Vadim,

Your observations are correct.

However, I just checked in a change to FOM_JavaScriptInterpreter that causes it to only create a session if you actually modify global variables. (Note: global constants do not cause a session to be created). For example, if you modify the calculator sample to not use global variables, i.e. like this:

 function calculator()
 {
   var a, b, op;
   var comp;
   a = getNumber("a");
   ...
  }

instead of this:

 var a, b, op;
 var comp;
 function calculator()
 {
   a = getNumber("a");
   ...
 }

then no session is created for it.

I think this is the best solution to this problem. Do you agree?

Regards,

Chris

Vadim Gritsenko wrote:

Jeremy Quinn wrote:

I am using global variables in two situations ....

1. Static Variables

stuff like could easily be in the Application or Request Context:



I found out in Cocoon.idl (is it up to date?) that (IIUC) you have access already to cocoon.context. So you write something like:


cocoon.context.Beans =

{
COVERAGE : "org.iniva.archive.Coverage",
PERSON : "org.iniva.archive.Person",
PROJECT : "org.iniva.archive.Project",
RESOURCE : "org.iniva.archive.Resource",
TYPE : "org.iniva.archive.Type",
URL : "org.iniva.archive.Url",
USER : "org.iniva.archive.User"
}



(Beans will be context attribute).
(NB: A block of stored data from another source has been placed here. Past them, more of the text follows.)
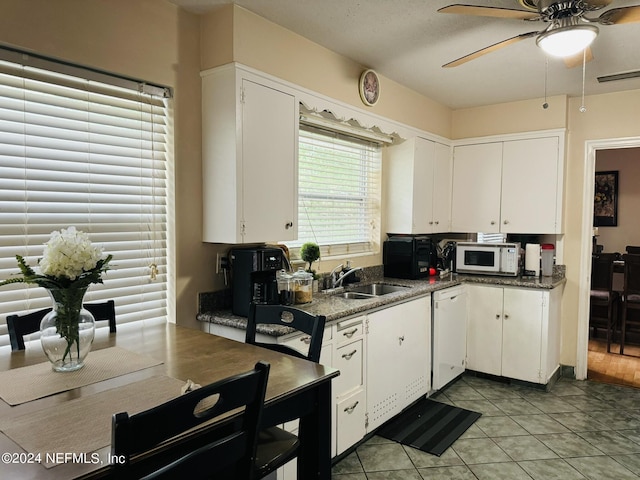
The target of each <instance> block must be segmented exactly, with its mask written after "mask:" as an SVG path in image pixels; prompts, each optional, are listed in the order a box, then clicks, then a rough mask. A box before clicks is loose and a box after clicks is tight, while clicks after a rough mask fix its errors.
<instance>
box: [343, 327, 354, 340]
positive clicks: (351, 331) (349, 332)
mask: <svg viewBox="0 0 640 480" xmlns="http://www.w3.org/2000/svg"><path fill="white" fill-rule="evenodd" d="M357 331H358V327H356V328H354V329H353V330H349V331H348V332H344V333H343V335H344V336H345V337H347V338H351V337H353V335H354V334H355V333H356V332H357Z"/></svg>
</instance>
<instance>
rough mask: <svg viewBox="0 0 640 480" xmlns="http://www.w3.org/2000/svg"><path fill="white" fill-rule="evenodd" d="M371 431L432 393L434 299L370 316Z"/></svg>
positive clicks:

This should provide fallback in case flow context variables get rejected (Christopher already -1'd it).



If there are going to be ways of externally configuring how Global Variables are stored, I think we need to take into account a possible need to store different variable sets in different ways.



That would be terrific.



I do not believe that a global setting in Cocoon.xconf would be a good idea though, I will have multiple FlowApps in one Cocoon Instance, they by no means would want to share the same settings.



Agreed, cocoon.xconf is not a good place.